Hallucinations caused by the consumption of psychoactive substances.
Various theories have been put forward to explain the occurrence of hallucinations. When psychodynamic (Freudian) theories were popular in psychiatry, hallucinations were seen as a projection of unconscious wishes, thoughts and wants. As biological theories have become orthodox, hallucinations are more often thought of (by psychologists at least) as being caused by functional deficits in the brain. With reference to mental illness, the function (or dysfunction) of the neurotransmitters glutamate and dopamine are thought to be particularly important.[16] The Freudian interpretation may have an aspect of truth, as the biological hypothesis explains the physical interactions in the brain, while the Freudian deals with the origin of the flavor of the hallucination. Psychological research has argued that hallucinations may result from biases in what are known as metacognitive abilities.[17]
These are abilities that allow us to monitor or draw inferences from our own internal psychological states (such as intentions, memories, beliefs and thoughts). The ability to discriminate between internal (self-generated) and external (stimuli) sources of information is considered to be an important metacognitive skill, but one which may break down to cause hallucinatory experiences. Projection of an internal state (or a person's own reaction to another's) may arise in the form of hallucinations, especially auditory hallucinations. A recent hypothesis that is gaining acceptance concerns the role of overactive top-down processing, or strong perceptual expectations, that can generate spontaneous perceptual output (that is, hallucination).[18]

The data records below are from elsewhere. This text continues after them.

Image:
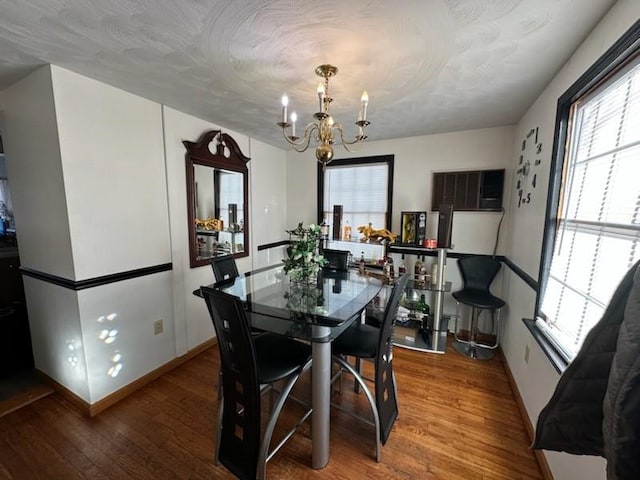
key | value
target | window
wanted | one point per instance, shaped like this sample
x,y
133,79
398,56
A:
x,y
592,234
363,186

There are few treatments for many types of hallucinations. However, for those hallucinations caused by mental disease, a psychologist or psychiatrist should be alerted, and treatment will be based on the observations of those doctors. Antipsychotic and atypical antipsychotic medication may also be utilized to treat the illness if the symptoms are severe and cause significant distress.[19] For other causes of hallucinations there is no factual evidence to support any one treatment is scientifically tested and proven. However, abstaining from hallucinogenic drugs, managing stress levels, living healthily, and getting plenty of sleep can help reduce the prevalence of hallucinations. In all cases of hallucinations, medical attention should be sought out and informed of one's specific symptoms.
One study from as early as 1895[20] reported that approximately 10% of the population experienced hallucinations. A 1996-1999 survey of over 13,000 people[21] reported a much higher figure, with almost 39% of people reporting hallucinatory experiences, 27% of which were daytime hallucinations, mostly outside the context of illness or drug use. From this survey, olfactory (smell) and gustatory (taste) hallucinations seem the most common in the general population.